Photo museum hits road


In this photo provided by the George Eastman House, a 1945 photo of Babe Ruth taken by photographer Nickolas Muray is shown. The photo was a gift to the Eastman House from Mrs. Nickolas Muray. The photo, along with other treasured pictures, are usually secreted along with 400,000 others in climate-controlled vaults at George Eastman House, the world's oldest photography museum. Next spring, they will be gathered up for a two-year tour of the nation's hinterland. 
 (Associated Press / The Spokesman-Review)
Ben Dobbin Associated Press

Americans living far from big cities will get a close-up view of 300 classic photographs that reflect the nation’s soul: Ansel Adams landscapes, battle scenes from Gettysburg to Omaha Beach, engaging portraits of Abraham Lincoln, Judy Garland, Babe Ruth.

Many are widely familiar: Dorothea Lange’s migrant mother during the Depression, Edward Weston’s seductive pepper, the first lunar orbiter’s image of Earth.

Others, if less iconic, evince the power of nature, the misery of war, the tug of family, the glow of Hollywood.

The treasured pictures usually are secreted along with 400,000 others in climate-controlled vaults at George Eastman House in Rochester, N.Y., the world’s oldest photography museum.

But next spring, they will be gathered up for a two-year tour of the nation’s hinterland.

“Seeing Ourselves: Masterpieces of American Photography” will nestle for months at a time in a half-dozen small towns and midsize cities.

The exhibition is part of a visual arts project supported by the National Endowment for the Arts to send the best of American culture from 11 museums and galleries to places with limited exposure to world-class collections.

The Eastman House is throwing darts at each vast corner of the country – Florida is one probable destination – as well as some place in the heartland. But it will be a few months before the communities are chosen.

Minimum requirements: air conditioning and security.

“It couldn’t just go into a school lobby,” said Alison Nordstrom, the museum’s curator of photographs. “It would have to be in a place where there are people whose job is to keep an eye on things.”

The impulse, nonetheless, is to make an accessible art form accessible to the people – outside the metropolitan cultural centers.
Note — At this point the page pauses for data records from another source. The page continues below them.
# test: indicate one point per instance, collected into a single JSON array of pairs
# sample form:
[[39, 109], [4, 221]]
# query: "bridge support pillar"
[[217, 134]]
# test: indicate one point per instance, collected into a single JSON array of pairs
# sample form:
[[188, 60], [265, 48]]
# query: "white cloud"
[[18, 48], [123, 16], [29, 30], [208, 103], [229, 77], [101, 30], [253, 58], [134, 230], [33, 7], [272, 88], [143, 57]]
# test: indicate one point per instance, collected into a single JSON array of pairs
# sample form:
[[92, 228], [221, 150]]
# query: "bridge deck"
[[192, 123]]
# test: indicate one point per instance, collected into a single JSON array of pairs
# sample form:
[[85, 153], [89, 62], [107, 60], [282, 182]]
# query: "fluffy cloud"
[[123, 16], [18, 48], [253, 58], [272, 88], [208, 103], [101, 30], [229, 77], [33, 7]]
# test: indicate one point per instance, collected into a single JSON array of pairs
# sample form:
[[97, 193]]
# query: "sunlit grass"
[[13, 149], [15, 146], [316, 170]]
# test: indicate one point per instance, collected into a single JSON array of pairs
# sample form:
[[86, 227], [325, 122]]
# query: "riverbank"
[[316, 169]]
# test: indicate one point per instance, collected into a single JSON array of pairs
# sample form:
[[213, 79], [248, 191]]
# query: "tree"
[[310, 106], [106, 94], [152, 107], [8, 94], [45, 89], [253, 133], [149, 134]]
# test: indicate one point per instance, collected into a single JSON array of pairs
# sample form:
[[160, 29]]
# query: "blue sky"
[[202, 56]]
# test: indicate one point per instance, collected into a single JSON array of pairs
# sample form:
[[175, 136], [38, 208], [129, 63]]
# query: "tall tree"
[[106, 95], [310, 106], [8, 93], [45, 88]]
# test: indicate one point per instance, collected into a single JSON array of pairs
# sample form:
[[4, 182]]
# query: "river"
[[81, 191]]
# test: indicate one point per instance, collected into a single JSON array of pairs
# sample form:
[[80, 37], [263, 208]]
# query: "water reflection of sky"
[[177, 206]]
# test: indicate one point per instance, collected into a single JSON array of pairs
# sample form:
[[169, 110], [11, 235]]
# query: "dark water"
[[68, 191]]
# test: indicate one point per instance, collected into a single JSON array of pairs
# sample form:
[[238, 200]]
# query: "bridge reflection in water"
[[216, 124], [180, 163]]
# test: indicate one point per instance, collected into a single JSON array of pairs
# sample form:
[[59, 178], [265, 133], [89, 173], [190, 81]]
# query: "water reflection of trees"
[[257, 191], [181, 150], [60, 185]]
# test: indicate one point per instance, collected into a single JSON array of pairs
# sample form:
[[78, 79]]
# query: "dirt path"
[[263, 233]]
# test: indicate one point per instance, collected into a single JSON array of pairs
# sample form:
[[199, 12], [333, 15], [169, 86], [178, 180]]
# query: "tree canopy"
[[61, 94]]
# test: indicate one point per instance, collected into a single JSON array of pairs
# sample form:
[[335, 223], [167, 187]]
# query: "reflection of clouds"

“We are a collections-rich institution and we understand ourselves as the national museum of photography,” Nordstrom said. “It’s important that we make some new friends.”

Unlike a traveling theater or art show, photographs seem much more likely to capture the popular imagination.

“There’s a reverence for art museums but there’s also a certain level of discomfort – ‘What if I don’t know enough?’ ” Nordstrom said. “But everybody feels they know enough to appreciate photographs.”

To see the photographs all together, “to see the real thing” in place of reproductions in a book, she said, could be life-changing for some.

Although the technology has changed entirely since photography’s birth in 1826, “the quality of some of the early works is just truly outstanding, even by today’s standards,” said Popular Photography magazine’s editor in chief, John Owens, who toured Eastman House last year.

“To see some of these pictures, it’s like you’re there,” Owens said. “In some cases, you feel what the photographer must have felt, especially some of the prints from the Civil War period.”

An introductory exhibit will contain acknowledged masterpieces covering a spectrum of subjects, format and history: the flag-raising at Iwo Jima, Martin Luther King Jr. on the United Nations steps, “Moonrise, Hernandez” and other black-and-white expanses of nature by Adams.

One of five categories will be devoted to famous people: an aging Ruth in the dugout, a young Garland in a necklace and gown, a gawky soon-to-be President Lincoln in 1860.

Another will depict war: Timothy O’Sullivan’s “A Harvest of Death” at Gettysburg, Robert Capa’s D-Day scene of soldiers swimming toward Omaha Beach, Huynh Cong “Nick” Ut’s shot of a blistered and screaming 9-year-old girl running from a napalm attack in Vietnam.

Housed since 1949 in the Colonial Revival mansion of Kodak founder George Eastman, the museum will organize a variety of educational activities for schools and families and offer staff experts for a lecture series on photography in each of the host towns.